L'Allemagne, pionnière pour ses «boîtes à bébé» qui permettent d'abandonner un nouveau-né dans l'anonymat, veut légiférer pour permettre aux enfants de connaître plus tard leur mère biologique.

Un petit chemin discret au milieu d'un parterre vert parsemé de fleurs aux couleurs vives. Au bout: un «berceau pour bébé», comme on l'appelle dans cet hôpital d'un quartier résidentiel de Berlin. En fait, une simple trappe en acier que l'on tire pour déposer un nouveau-né dans un petit lit chauffant. Et l'abandonner.

«Une alarme se déclenche alors en quelques secondes», explique Gabriele Stangl de l'hôpital Waldfriede, géré par une communauté protestante. «Il faut deux à trois minutes aux infirmières pour venir récupérer le bébé, un laps de temps suffisant pour que la mère puisse s'éloigner sans être vue», poursuit-elle.

Depuis sa création dans cet hôpital aux confins de Berlin, «la boîte à bébés» a accueilli plus d'une vingtaine de nouveau-nés. «Pendant deux ans, nous n'en avons pas eu, et au cours des six derniers mois, nous en avons eu deux en cinq jours», raconte Mme Stangl.

Les nouveau-nés, «la plupart âgés de 24 à 30 heures», sont pris en charge par l'hôpital et rapidement confiés à une famille d'adoption. La mère conserve toutefois la possibilité de reprendre son enfant durant les huit premières semaines.

Acceptées par les églises allemandes, elles ne sont encadrées par aucune loi.

Version moderne des parvis d'église et tours d'adoption d'autrefois, ce système était courant en Europe depuis le Moyen Âge avant de disparaître à la fin de XIXe.

L'Allemagne, qui en compte une centaine, a été pionnière en créant dans les années 90 ces «babyklappe», imitée depuis par de nombreux pays européens (Italie, Belgique, Suisse, République tchèque...) comme par l'Inde, l'Afrique du Sud ou cette année le Canada.

Mais ce système est critiqué par l'ONU parce qu'il ne permet pas à l'enfant de connaître ses origines, un principe contenu dans la Convention internationale des droits de l'enfant.

La loi allemande oblige normalement les sages-femmes à enregistrer le nom de la mère, même si quelque 130 hôpitaux pratiquent des accouchements sous X.

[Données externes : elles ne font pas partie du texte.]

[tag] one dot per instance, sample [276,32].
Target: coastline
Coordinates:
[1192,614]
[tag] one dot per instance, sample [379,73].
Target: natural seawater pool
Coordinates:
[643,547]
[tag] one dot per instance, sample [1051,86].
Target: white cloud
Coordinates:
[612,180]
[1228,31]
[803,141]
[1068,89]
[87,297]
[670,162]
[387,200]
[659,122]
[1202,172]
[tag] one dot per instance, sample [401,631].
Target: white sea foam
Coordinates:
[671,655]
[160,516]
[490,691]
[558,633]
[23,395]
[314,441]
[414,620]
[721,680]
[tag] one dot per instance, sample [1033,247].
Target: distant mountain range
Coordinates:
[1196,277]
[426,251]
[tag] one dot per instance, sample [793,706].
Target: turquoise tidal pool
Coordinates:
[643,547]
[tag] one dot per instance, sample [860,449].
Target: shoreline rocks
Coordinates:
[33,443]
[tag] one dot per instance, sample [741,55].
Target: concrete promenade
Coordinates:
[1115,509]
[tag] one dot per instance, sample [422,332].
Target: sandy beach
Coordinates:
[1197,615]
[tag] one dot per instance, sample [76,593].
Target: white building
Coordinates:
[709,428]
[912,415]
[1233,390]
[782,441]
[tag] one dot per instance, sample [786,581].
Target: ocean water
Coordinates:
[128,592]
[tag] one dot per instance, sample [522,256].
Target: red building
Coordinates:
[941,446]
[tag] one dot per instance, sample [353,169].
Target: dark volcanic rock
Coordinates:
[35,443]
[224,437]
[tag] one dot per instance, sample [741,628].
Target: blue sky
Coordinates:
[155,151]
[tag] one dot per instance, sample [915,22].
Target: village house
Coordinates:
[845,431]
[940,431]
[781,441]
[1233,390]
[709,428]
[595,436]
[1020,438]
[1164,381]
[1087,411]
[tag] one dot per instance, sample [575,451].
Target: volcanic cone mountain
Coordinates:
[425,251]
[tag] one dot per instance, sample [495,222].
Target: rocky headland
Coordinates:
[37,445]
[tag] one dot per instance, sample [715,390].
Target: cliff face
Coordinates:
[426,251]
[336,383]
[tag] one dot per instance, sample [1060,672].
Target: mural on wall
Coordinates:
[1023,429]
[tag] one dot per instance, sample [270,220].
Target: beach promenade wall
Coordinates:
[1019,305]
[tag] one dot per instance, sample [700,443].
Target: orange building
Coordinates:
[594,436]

Pour respecter le droit de l'enfant à connaître ses origines, le gouvernement d'Angela Merkel a récemment adopté un projet de loi qui, s'il est adopté par les députés, fournira un cadre légal à l'accouchement «confidentiel».

Une femme pourra ainsi décider d'accoucher dans l'anonymat, mais ses données personnelles seront conservées pendant 16 ans. Passé ce délai, un enfant aura le droit de connaître le nom de sa mère.

Pour la députée conservatrice Ingrid Fischbach, ce projet de loi permet à la fois «de prendre en compte le souhait d'anonymat de la mère et le droit de l'enfant à connaître ses origines».

Une étude sera faite dans trois ans pour savoir si les boîtes à bébés peuvent perdurer.

«Je crois que le droit à la vie prime sur le droit à connaître ses origines», estime pour sa part Gabriele Stangl pour qui sauver une vie doit constituer la priorité.

«Je ne crois pas qu'un enfant doive tomber dans un trou psychologique uniquement parce qu'il ne sait pas d'où il vient. Quand il grandit dans une famille adoptive qui lui dit la vérité et lui donne beaucoup d'amour, il peut malgré tout devenir un être très stable», assure-t-elle.

Nombre de psychologues assurent toutefois qu'il est important pour un enfant d'avoir un jour la possibilité de prendre contact avec sa mère.

Les plus virulents veulent la suppression pure et simple des «boîtes à bébés»,  affirmant qu'elles ne font pas diminuer les statistiques des nouveau-nés tués. Selon l'ONG Terre des hommes, qui mène campagne contre les «babyklappe», 313 nouveau-nés ont été retrouvés morts entre 1999 et fin 2012 en Allemagne.

Pour elle, les femmes qui tuent leur bébé à la naissance sont dans une situation psychologique telle que les trappes à bébé ne sont pas un recours pour elles.

À Berlin, les corps de deux bébés ont été récemment découverts, l'un abandonné dans un sac en plastique dans un bosquet, l'autre dans une benne à vêtements.